Uma parte do sonho se compõe de um conteúdo manifesto que encobre (embora se possa dizer que também tenta mostrar) os pensamentos latentes. Freud compara isso às charadas, onde as imagens têm que ser decodificadas, já que constata a existência de regras para que as ideias latentes, produtos do recalque e da defesa, se transformem no conteúdo manifesto. Essas ideias não têm como se manifestar de maneira direta.

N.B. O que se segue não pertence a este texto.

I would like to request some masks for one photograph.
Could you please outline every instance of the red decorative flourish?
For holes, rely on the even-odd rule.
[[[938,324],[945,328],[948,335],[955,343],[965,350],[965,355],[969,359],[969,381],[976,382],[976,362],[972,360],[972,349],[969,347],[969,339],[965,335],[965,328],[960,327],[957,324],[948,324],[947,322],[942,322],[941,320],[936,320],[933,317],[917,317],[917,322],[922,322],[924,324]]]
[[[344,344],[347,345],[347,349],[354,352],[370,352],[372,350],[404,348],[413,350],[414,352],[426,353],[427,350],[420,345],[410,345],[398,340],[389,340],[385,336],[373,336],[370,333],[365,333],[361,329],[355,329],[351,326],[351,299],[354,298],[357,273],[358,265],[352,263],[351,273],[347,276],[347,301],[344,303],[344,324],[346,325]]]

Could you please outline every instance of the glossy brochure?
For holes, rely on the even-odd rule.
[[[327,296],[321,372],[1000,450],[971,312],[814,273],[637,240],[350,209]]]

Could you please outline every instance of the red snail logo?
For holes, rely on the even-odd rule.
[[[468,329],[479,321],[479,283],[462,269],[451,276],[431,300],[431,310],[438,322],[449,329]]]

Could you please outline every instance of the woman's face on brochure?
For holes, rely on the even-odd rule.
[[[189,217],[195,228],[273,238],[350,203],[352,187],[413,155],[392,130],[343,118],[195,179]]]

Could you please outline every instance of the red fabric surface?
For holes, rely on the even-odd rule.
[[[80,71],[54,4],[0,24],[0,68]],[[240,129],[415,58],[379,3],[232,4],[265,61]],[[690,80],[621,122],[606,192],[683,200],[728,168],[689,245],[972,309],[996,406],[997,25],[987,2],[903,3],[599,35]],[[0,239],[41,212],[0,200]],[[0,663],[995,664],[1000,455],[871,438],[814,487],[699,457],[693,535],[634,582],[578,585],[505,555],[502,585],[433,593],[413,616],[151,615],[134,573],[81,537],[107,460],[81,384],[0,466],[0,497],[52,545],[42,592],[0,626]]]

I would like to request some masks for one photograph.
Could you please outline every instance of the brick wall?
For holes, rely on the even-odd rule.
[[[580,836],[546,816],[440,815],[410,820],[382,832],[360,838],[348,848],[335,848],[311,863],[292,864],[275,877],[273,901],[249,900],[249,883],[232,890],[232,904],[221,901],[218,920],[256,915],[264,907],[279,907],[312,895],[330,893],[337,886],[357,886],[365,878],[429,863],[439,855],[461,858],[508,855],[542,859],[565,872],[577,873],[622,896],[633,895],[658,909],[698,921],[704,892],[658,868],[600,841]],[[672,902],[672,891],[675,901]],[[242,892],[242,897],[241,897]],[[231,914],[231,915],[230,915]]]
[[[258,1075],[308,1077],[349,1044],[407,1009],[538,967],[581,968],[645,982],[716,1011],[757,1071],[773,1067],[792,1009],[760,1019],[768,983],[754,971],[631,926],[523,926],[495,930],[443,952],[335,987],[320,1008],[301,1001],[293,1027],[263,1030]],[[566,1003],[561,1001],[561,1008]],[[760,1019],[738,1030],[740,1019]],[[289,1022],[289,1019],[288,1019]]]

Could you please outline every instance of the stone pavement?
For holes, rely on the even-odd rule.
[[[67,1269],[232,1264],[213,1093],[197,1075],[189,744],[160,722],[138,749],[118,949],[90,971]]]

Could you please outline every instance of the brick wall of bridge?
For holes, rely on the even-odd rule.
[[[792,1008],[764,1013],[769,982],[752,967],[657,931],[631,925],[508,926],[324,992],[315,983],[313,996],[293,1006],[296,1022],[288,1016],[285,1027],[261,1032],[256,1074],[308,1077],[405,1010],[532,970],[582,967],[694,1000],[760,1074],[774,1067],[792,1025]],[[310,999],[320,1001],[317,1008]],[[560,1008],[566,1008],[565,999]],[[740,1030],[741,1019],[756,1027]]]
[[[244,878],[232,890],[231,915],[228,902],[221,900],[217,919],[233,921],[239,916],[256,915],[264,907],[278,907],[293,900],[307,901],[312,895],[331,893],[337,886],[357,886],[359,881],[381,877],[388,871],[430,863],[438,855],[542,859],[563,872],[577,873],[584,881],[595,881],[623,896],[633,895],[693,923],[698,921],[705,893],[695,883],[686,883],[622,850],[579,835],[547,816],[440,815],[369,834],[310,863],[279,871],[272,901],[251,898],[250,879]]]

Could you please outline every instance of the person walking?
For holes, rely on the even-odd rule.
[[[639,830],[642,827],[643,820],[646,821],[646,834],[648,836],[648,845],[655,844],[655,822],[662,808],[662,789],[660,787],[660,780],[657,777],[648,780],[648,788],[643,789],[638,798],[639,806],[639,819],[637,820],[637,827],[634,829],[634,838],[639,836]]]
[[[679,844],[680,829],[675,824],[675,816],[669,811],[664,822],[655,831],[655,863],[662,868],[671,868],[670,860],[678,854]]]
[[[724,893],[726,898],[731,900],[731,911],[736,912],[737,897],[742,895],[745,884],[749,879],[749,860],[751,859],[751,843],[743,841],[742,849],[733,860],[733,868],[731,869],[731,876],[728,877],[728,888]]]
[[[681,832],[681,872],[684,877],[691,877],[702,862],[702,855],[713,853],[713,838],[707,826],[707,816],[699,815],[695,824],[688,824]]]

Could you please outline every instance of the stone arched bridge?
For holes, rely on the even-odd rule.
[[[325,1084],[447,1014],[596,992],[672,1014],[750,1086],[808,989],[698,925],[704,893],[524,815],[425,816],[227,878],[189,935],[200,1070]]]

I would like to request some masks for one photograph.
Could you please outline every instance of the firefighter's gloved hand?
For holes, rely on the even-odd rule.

A gramática para que uma coisa seja transformada em outra é a gramática do disfarce, mas um disfarce que desfruta o dom de indicar o caminho da revelação, de tal forma que se pode dizer que todo recalque, toda defesa, são destinados ao fracasso.

O sono é uma maneira de o sujeito recolher temporariamente para si os investimentos postos no mundo exterior. As ideias latentes, que mais não são que coisas recalcadas, defendidas, atos não realizados, de forma automática, movidas pelas cargas, animadas pela pulsão, querem a todo custo emergir, permitir ao sujeito algum tipo de satisfação. O sonho é tido como guardião do sono na medida em que transforma essas ideias latentes, altamente carregadas de cargas inespecíficas, que almejam simplesmente sair, em algo que pode aparecer no conteúdo manifesto. Ainda que estejamos adormecidos essas ideias continuam a constituir a face daquilo que não podemos saber. Disfarçadas, transitam pelo grande enredo com a máscara do conteúdo manifesto. Nesse jogo a regra fundamental é a formação de compromisso, através da qual algo que o sujeito não deseja saber a seu respeito é admitido na consciência desde que venha misturado e disfarçado das coisas de que já se encontravam na consciência. O sonho é, normalmente, muito menor que suas ideias latentes e tem a mesma estrutura do sintoma, portador a mesma a ideia de formação de compromisso.
Descobrimos encantados que cada um dos lugares que vimos, seja pessoalmente, em filmes ou imagens, todas as pessoas que conhecemos ou vimos em filmes, tudo que enfim vivemos e nos marcou, permanece num grande bastidor de onde se escolhem as montagens que movimentam os sonhos a cada noite.